Marko Gerbec (24 October 1658 – 9 March 1718; Latinized: Marcus Gerbezius) was a Carniolan physician and scientist, notable as the founder of modern medicine among the Slovenes and for the first description of Adams–Stokes syndrome. It was published in 1717 and, 44 years after its publication, it was quoted by Giovanni Battista Morgagni.
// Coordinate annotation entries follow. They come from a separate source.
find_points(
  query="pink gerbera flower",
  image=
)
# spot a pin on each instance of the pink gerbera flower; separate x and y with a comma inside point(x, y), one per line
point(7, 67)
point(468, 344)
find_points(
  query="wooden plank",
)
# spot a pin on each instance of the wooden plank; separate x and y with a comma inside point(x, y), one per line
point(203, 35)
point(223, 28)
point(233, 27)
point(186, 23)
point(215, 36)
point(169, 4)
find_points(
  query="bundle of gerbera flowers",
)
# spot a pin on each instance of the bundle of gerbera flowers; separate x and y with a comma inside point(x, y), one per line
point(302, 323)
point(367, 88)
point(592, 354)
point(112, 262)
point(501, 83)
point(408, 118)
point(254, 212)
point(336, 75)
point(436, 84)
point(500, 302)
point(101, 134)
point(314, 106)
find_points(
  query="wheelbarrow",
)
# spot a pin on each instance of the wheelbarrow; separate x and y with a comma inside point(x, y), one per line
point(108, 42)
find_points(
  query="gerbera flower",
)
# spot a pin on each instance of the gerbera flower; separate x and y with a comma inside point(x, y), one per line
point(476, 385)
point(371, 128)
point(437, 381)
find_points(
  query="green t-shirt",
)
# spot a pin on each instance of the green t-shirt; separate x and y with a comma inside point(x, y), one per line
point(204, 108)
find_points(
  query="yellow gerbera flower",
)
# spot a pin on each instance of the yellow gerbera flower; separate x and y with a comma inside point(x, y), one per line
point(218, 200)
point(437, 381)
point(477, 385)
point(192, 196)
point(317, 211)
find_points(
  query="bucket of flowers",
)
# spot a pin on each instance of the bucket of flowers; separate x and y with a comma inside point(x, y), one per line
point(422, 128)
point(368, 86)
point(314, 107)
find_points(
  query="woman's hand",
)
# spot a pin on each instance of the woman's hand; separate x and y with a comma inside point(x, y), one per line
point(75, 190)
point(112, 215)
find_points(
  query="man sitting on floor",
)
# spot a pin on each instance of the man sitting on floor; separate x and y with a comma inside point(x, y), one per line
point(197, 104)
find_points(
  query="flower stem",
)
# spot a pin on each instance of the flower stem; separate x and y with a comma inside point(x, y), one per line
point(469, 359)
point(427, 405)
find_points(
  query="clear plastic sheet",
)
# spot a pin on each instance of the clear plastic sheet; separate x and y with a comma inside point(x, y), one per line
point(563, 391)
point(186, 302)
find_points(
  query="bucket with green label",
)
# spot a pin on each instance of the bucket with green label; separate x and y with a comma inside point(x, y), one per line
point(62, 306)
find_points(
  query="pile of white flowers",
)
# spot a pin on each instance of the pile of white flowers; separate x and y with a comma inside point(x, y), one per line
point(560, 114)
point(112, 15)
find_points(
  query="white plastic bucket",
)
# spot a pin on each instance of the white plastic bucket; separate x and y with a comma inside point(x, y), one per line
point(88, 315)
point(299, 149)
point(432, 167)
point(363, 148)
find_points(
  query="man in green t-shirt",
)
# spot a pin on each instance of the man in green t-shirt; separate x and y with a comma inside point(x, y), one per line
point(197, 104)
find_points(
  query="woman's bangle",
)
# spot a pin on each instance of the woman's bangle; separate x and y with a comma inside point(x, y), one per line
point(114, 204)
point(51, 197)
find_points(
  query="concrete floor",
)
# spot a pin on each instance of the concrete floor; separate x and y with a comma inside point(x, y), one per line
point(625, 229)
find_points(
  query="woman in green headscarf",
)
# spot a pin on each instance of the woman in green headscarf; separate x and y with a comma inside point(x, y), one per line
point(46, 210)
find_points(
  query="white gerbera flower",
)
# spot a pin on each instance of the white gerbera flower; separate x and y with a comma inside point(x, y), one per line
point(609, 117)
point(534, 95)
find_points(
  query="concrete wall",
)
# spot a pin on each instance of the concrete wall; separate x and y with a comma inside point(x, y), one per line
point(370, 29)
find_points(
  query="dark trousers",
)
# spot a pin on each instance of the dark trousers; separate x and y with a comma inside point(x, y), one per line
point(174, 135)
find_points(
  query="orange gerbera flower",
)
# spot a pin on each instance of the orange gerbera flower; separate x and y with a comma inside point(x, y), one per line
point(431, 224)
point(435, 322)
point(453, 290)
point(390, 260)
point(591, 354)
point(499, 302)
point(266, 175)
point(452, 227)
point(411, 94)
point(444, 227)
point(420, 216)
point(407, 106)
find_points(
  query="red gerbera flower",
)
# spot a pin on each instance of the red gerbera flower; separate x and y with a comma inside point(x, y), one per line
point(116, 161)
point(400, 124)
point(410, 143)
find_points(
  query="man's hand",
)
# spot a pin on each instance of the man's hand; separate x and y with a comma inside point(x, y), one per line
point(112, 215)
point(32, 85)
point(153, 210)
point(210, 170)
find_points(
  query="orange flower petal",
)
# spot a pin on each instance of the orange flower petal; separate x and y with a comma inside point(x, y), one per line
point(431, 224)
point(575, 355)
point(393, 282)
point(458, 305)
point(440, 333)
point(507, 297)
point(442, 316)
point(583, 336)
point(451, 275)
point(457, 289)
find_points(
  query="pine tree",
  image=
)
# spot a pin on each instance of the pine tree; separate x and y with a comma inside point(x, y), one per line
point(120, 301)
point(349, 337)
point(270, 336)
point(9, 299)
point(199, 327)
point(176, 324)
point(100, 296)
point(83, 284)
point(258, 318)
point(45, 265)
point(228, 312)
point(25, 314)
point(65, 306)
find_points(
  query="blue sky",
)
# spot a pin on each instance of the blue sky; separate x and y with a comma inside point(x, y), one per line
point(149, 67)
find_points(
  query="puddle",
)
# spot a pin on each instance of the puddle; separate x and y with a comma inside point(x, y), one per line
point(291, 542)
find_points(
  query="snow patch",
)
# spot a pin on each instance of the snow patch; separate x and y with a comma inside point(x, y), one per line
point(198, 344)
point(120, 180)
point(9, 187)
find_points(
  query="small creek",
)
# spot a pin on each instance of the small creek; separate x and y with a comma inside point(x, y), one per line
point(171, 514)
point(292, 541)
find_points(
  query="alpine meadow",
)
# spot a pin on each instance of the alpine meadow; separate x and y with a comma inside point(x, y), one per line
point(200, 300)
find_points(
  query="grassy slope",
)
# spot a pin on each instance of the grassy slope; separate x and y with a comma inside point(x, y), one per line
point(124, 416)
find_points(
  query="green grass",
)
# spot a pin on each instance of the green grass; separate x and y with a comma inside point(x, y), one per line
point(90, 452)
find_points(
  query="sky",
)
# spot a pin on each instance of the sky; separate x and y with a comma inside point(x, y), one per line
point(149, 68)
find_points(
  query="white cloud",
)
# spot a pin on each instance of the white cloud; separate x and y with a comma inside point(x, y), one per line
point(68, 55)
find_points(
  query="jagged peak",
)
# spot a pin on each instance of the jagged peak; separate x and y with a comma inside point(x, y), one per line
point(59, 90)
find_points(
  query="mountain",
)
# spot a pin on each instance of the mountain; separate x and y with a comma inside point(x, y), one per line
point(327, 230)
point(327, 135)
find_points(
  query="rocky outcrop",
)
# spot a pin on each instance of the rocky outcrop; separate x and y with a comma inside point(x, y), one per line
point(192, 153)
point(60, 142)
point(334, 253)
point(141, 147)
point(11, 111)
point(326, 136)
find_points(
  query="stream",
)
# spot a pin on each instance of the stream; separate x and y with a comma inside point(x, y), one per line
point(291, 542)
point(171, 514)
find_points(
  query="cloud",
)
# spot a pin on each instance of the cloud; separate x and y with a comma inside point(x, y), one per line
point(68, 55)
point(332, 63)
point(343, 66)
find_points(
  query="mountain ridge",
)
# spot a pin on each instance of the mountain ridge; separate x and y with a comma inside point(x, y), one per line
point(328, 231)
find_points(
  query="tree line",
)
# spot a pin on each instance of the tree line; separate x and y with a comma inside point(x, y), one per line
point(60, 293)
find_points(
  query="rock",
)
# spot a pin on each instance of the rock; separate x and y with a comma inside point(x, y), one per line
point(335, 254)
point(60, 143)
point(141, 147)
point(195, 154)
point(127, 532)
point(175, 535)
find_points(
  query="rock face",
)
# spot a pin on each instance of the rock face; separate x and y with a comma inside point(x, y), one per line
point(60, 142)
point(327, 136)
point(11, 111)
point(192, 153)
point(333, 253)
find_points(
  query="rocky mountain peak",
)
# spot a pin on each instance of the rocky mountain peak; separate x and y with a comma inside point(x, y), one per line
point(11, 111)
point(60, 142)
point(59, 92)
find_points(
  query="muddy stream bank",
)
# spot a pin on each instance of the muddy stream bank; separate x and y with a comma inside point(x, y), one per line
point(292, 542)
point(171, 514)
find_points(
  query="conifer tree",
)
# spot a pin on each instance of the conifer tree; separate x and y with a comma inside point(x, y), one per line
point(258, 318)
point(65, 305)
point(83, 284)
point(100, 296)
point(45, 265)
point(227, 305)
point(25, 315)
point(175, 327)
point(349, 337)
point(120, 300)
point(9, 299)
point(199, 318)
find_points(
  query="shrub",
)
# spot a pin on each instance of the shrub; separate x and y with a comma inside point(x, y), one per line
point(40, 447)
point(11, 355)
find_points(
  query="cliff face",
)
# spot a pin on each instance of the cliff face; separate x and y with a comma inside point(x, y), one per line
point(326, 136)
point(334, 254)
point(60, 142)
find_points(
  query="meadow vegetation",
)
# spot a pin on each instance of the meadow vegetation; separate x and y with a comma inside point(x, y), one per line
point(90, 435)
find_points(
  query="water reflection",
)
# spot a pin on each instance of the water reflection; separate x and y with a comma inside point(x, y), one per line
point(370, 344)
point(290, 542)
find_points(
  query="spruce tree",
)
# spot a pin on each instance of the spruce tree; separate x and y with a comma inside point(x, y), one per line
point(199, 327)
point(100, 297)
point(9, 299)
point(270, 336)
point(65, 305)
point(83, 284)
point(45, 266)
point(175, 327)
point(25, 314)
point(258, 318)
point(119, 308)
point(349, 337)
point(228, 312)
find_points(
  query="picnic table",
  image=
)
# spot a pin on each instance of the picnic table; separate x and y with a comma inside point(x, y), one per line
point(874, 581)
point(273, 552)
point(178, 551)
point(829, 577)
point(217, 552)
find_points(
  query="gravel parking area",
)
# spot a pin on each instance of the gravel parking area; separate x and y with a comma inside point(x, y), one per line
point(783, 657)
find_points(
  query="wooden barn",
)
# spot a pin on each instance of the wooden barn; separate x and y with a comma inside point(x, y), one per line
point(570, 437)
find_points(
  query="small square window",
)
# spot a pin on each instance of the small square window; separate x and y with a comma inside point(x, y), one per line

==Early life and education==
Marko Gerbec was born in Šentvid pri Stični (then part of the Duchy of Carniola, now in Slovenia) to the family of a serf. After graduating from the Jesuit college in Ljubljana (Laibach), he studied with the help of a government scholarship—first philosophy in Laibach (now Ljubljana), then medicine in Vienna. Just a few days before the arrival of the Ottoman Army at Vienna in 1683, he left the city for Padua. He finished his studies in 1684 at Bologna. One of his professors there was Marcello Malpighi.

==Work and recognitions==
Gerbec was an internationally recognized physician. In 1688, he became a member of the German Academia Cesarea Leopoldina. In 1693, he was among the founders of the Academia Operosorum Labacensium in Ljubljana. This was the first scientific academy in the territory of what is now Slovenia. From 1712 to 1713, he was its president. In 1712, he also founded the first scholarly society of physicians and surgeons in Carniola, named the College of Saints Cosmas and Damian (Slovenized: bratovščina sv. Kozma in Damjana). As member of the nobilis forolensis, Gerbec is described on a memorial tablet at Padua.